This isn’t the first time that Wilko Johnson has told his story: in 2012, he delivered Looking Back At Me, a coffee table-styled photobook with some choice anecdotes. Don’t You Leave Me Here: My Life makes a great companion piece, Johnson once more proving a compelling raconteur with a flair for poetic prose. He also brings the story up to date. Plenty has happened since 2012, of course, and it’s the chapters that deal with that time period that prove among the strongest here, Johnson writing movingly and in unflinching detail.
To recap, in January 2013, Johnson was diagnosed with terminal pancreatic cancer and given 10 months to live. After an emotional ‘farewell’ tour, however, the guitarist sought a second opinion on the advice of cancer doctor and photographer Charlie Chan. The result: a 3kg tumour was removed and his death sentence lifted.

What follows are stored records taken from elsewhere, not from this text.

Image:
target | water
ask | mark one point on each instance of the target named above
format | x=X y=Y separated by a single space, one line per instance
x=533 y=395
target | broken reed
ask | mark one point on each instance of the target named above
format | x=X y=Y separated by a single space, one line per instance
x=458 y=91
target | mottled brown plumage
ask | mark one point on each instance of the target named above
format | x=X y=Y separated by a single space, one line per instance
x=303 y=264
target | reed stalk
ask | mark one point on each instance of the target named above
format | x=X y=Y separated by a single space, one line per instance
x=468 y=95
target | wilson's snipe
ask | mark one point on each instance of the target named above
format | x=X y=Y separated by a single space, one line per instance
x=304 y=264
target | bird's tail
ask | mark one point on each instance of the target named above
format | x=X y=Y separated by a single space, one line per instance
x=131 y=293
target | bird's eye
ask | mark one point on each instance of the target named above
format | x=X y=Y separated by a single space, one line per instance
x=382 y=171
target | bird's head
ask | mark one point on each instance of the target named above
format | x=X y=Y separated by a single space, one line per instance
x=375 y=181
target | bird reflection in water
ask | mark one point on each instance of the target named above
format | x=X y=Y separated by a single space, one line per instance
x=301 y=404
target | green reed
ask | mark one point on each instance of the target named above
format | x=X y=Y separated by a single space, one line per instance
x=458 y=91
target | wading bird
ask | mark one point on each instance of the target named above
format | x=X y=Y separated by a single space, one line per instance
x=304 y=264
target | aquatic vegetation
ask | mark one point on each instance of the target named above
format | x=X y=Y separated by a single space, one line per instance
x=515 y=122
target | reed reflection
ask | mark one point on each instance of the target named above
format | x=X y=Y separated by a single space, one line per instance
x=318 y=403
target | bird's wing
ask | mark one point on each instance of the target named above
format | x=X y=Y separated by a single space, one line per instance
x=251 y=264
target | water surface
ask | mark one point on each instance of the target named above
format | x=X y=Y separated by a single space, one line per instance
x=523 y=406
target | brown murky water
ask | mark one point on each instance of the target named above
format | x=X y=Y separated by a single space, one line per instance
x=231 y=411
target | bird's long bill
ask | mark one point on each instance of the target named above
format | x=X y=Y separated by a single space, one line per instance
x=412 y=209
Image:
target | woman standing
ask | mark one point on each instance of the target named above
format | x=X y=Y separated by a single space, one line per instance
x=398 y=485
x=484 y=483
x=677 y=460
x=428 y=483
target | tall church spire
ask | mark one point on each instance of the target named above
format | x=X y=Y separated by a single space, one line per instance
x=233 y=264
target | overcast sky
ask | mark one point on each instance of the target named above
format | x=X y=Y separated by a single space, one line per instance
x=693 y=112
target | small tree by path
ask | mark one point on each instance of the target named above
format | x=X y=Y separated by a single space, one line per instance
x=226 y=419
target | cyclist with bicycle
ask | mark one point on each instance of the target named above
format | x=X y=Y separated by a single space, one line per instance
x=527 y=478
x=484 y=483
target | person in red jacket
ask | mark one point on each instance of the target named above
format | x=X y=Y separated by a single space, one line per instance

During that time, Johnson also collaborated with The Who’s Roger Daltrey (“one of the world’s greatest rock singers”), and their huge-selling album, Going Back Home, continued a career revival that had begun with Julien Temple’s Dr Feelgood film Oil City Confidential in 2009.
Johnson writes with wry humour and brutal honesty.
Here, with wry humour and brutal honesty, Johnson places us in his mindset as “now three months into extra time”, he feels “numb, unreal”, but on stage can live in the moment, “without regard to anything but the show – no future to look forward to, no past to regret”.
And his, of course, is a colourful past. Born John Wilkinson in 1947 on Canvey Island, he followed the 60s hippie trail to Afghanistan and India, then on his return taught English in an Essex comprehensive and concurrently formed back-to-basics R&B outfit Dr Feelgood with Lee Collinson (soon to be Brilleaux), his spiky machine gun guitar riffs lighting up the pub rock scene and paving the way for punk. “I always admired Lee,” he writes, “although he was four years younger than me, from the very first he seemed to have a maturity and self-possession that made him a natural leader.” As for the group’s stage show, it was “a double act between me and Lee, he would be the gang leader and I his lieutenant with a gun”.
But during the making of their fourth album, ’77’s Sneakin’ Suspicion, tensions between the amphetamine-fuelled Johnson and the rest of the band (who were by now heavy drinkers) led to him being forced to leave. “I was destroyed,” he recalls.
Post-Feelgoods, he helmed the Solid Senders (“a situation Lucrezia Borgia would have been at home in”), joined The Blockheads (whose leader Ian Dury “could be the most offensive person I have ever encountered”), hung out with fellow speed freak Lemmy (“he had a kind of twisted wisdom”) and later added acting to his CV, playing Ser Ilyn Payne in TV series Game Of Thrones. “I had to register hatred and violence,” he reflects of the role. “I can do that. I got the job.”
Johnson may be “a miserable bugger”, but he recounts the highs and lows of his extraordinary life with self-deprecating wit and good humour, and this is an eloquent and genuinely affecting book.